Although they were the kings of the 1980s, Van Halen was formulated in the hard rock era of the ’70s, grabbing gigs at rock clubs in small town California as they developed their unique sound and stage theatrics.
Formed in 1974, Van Halen was born out of the ashes of Monmoth, a band formed by Eddie and his brother Alex Van Halen. They let David Lee Roth join them as lead vocalist even though he had unsuccessfully auditioned, after they rented sound equipment from him.
Getting on the local circuit in Pasadena, California, the boys soon learned another band was using the name Monmoth and switched to Van Halen. Gaining popularity and confidence, the band got a gig at Gazzari’s on the Sunset Strip in Los Angeles and became a fixture at other clubs, like Whisky a Go Go. Paul Stanley from KISS saw the boys perform and then had Gene Simmons come to see them play.
Simmons flew Van Halen to NYC and brought them into the studio to create their first demo, which included ‘Running with the Devil’ and ‘House of Pain’. Eddie Van Halen disliked the experience, since he wasn’t using his own guitars, and Simmons decreed they needed to change their name to Daddy Long Legs. The band opted out of the arrangement and headed back to Los Angeles.
In 1977, two record execs from Warner Bros. saw Van Halen performing in a small club and signed them to a deal, leading to the production of their first album, the self-titled Van Halen in 1978. Successful sales, hitting the Billboard charts at the peak at #19 and going on tour with Black Sabbath solidified their path into the big leagues of rock. With Roth’s vocals and Eddie Van Halen’s notable guitar technique, their fan base was spreading across the continent.
In 1979 the band released Van Halen II with its first hit single ‘Dance the Night Away’. I remember being with my friend Michelle and hearing her older sister play the song endlessly in her bedroom where we weren’t allowed. We were curious but had to wait until she went out to meet her friends. We went into her bedroom, to sneak a peak at the album and listen to the song, unmuffled from a bedroom door and the amazing amounts of clothes hanging in her room. I remember seeing a small poster of the band above her record player, and wondering why she had placed it in such a prominent spot. Little did I know at that time of the power of musician’s vocals to inspire devotion from female fans and for guitar licks to influence a generation of male fans to pick up a guitar.
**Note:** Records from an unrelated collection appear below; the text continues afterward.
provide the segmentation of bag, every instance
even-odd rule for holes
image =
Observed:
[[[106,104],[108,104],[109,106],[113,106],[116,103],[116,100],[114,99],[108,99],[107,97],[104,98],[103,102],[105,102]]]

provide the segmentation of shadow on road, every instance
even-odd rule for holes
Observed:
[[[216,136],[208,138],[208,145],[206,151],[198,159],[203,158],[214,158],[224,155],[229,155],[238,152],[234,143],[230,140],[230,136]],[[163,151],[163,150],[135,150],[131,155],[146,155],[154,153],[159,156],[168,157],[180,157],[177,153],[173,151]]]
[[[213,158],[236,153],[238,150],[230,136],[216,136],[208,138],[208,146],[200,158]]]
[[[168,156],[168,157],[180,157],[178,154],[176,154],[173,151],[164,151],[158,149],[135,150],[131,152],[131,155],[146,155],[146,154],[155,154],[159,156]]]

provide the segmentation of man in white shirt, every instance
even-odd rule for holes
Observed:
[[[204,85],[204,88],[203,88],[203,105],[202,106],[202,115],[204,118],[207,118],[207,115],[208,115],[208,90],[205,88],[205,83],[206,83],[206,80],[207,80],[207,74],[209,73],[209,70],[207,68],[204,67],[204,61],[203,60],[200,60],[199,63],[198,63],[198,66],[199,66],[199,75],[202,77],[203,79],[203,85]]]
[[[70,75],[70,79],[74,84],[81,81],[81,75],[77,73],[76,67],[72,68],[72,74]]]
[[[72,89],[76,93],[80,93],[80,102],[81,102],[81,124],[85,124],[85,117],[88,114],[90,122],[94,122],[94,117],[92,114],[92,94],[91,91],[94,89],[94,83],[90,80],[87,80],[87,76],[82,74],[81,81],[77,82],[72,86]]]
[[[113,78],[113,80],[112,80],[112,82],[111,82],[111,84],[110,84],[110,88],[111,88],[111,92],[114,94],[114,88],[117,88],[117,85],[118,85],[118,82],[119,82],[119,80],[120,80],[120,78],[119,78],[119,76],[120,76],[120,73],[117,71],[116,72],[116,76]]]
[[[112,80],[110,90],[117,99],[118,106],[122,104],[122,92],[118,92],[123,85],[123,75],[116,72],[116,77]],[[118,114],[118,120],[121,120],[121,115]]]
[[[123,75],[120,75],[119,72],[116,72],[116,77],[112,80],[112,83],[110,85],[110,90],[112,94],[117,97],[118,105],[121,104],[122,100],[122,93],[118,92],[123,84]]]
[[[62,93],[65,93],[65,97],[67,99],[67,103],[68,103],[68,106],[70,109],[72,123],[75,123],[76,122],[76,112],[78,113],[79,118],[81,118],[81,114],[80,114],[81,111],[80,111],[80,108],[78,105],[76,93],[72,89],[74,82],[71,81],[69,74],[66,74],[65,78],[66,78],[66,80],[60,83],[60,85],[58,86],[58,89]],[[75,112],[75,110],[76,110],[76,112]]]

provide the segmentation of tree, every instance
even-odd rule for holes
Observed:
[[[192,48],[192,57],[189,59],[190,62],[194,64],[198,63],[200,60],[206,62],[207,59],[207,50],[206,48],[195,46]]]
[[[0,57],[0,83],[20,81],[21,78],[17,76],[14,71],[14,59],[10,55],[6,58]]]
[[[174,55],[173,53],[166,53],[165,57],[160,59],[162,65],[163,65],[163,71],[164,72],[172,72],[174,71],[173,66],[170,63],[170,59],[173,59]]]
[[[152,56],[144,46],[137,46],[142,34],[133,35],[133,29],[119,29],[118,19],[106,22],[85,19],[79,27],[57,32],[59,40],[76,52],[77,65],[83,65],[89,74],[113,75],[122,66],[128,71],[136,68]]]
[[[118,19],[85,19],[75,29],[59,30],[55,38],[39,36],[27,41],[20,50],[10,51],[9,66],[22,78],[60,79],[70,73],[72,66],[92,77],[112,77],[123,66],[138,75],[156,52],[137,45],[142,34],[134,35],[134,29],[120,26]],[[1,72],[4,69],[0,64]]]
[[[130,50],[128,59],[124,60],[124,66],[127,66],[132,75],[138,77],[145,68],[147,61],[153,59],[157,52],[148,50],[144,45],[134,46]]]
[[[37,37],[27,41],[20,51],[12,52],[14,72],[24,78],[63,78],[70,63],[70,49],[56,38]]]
Van Halen headed into the 1980s on a high note that kept going and with sales of 200 million albums worldwide. Although many focus on the on-stage antics of Roth and the guitar hero status of Eddie Van Halen, the band made one indelible impression on the business – the creation of the contract rider, stipulating specifics for each performance. Although ridiculed now as an excessive posturing gesture, the rider was born out of road crew member suffering serious injury during concert set-up. Wanting to insure safety for everyone, the band put in the M&M’s clause (which requested a bowl of M&Ms with the brown ones removed to be in the dressing room for each show), to insure their contract was actually read for its safety requirements.
The continued rivalry of David Lee Roth and Eddie Van Halen, which has seen Roth leave and return to the band, has allowed this band born out of the bars of smalltown 70s California, to still be the talk of the industry and played regularly on radio.